Na meer dan een kwarteeuw alle hoeken van de muziek te hebben verkend (van baggy naar Stonesrock naar dub en electro en terug naar Mick Jagger en co) lijkt Primal Scream eindelijk voor één ding te hebben gesetteld. Het slechte nieuws: het werd de Rolling Stones-achtige rock, maar op Beautiful Future klinkt het al wat minder clichématig.
Dat krijg je natuurlijk met ex-drugheads als The Scream: ze gaan alle richtingen uit, doen maar iets op, en uiteindelijk is hun output een rommeltje, een stoemp van vanalles en nog wat. We willen maar zeggen: consistentie is nooit het ding van Bobby Gillespie en de zijnen geweest in het verleden. Nu de wilde haren wat dunner zijn gezaaid, werd er dan toch besloten om koers te houden en na het retroalbum Riot City Blues werd het roer voor één keer niet omgegooid. Onder het oog van producers Björn Yttling (van Peter, Björn And John) en Paul Epworth (The Rapture, Maxïmo Park, Kate Nash, de nieuwe Bloc Party straks,…) gaat de band verder op de ingeslagen weg.
Traditionele rock dus, maar de archetypische Sticky Little Fingers-boogie wordt wat achterwege gelaten en de productie heeft een randje pop in zich. Dat is nog het meest opvallend in de dromerige shoegazepop van achtereenvolgens "Uptown" en "The Glory Of Love". De razende punk van single "Can’t Go Back" is dan weer iets anders: scheurende rock die "Swastika Eyes" overdoet, maar dan zonder de kille electronica van XTRMNTR.
Eventjes lijken we toch in het vaarwater van die straffe plaat uit 2000 te komen, met het begin van "Suicide Bomb": lome beat, stevig vervormde gitaren door een waas van echo, een zang die ergens uit de verte komt aangewaaid. Sterk, maar de ridicule retrogospelrock van "Zombie Man" gaat meteen daarna opnieuw de tegenovergestelde richting uit en een gebromd "draaikonten" ontsnapt ons lichtjes gefrustreerd.
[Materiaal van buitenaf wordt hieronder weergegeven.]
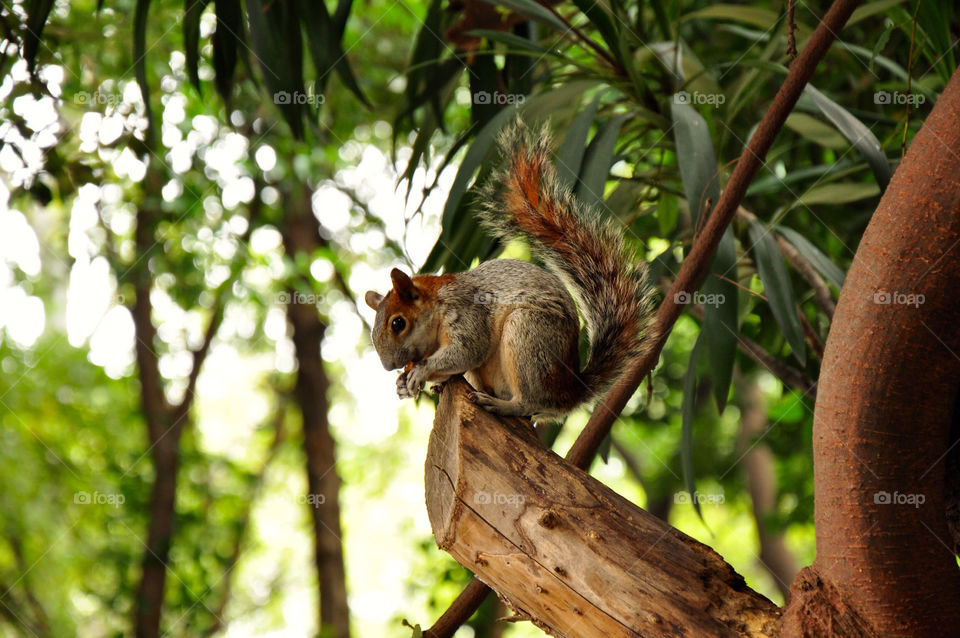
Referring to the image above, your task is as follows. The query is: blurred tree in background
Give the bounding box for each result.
[0,0,958,636]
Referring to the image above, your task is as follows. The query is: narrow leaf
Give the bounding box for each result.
[23,0,54,73]
[804,84,891,192]
[671,103,740,412]
[703,228,740,413]
[246,0,306,138]
[680,332,704,521]
[486,0,569,33]
[670,103,720,223]
[797,182,880,206]
[183,0,210,91]
[133,0,154,150]
[441,106,517,230]
[575,113,630,207]
[213,0,244,104]
[557,95,601,188]
[300,0,370,106]
[748,220,807,365]
[776,226,845,290]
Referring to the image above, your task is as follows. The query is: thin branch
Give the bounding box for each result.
[737,206,837,319]
[424,0,860,638]
[567,0,859,468]
[689,304,817,399]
De ijle gitaar in de intro van "Beatiful Summer" maakt dan weer veel goed, net als de wazige zang van Gillespie. Al even lijzig is het door een drumcomputer voortgedreven "I Love To Hurt (You Love To Be Hurt)", waarin ook Lovefoxxx van CSS even aan het venster mag komen piepen. Het resultaat ligt aanvankelijk niet ver van dat andere recente duet uit de Primal Scream-discografie, "Some Velvet Morning" (met Kate Moss), maar krijgt langzamerhand een steviger jasje aangetrokken. Uitschieter, dit nummer.
En zo is het in de laatste rechte lijn dat Beautiful Future punten begint te scoren. De Fleetwood Mac-cover "Over & Over" doet aan de beste electrosoul van Hot Chip denken. Op de stevige afsluiter "Necro Hex Blues" heeft Josh Homme een stevige gitaar in de pap te brokken, strakke stuff die nog even een stevige klets uitdeelt alvorens de deur dicht te doen.
Een twijfelgeval, deze negende van Primal Scream. We hoorden hier en daar prettige popsingles en een knetterende rocker, maar het grensverleggende van Screamadelica en XTRMNTR is er toch niet bij, en daar zal de grens ten eeuwigen dage blijven liggen. Hoe dan ook, de band speelt opnieuw met veel plezier,dat hoor je en dat doet deugd. Ze mogen dan al niet meer vernieuwen, op deze manier kunnen ze wel nog even door.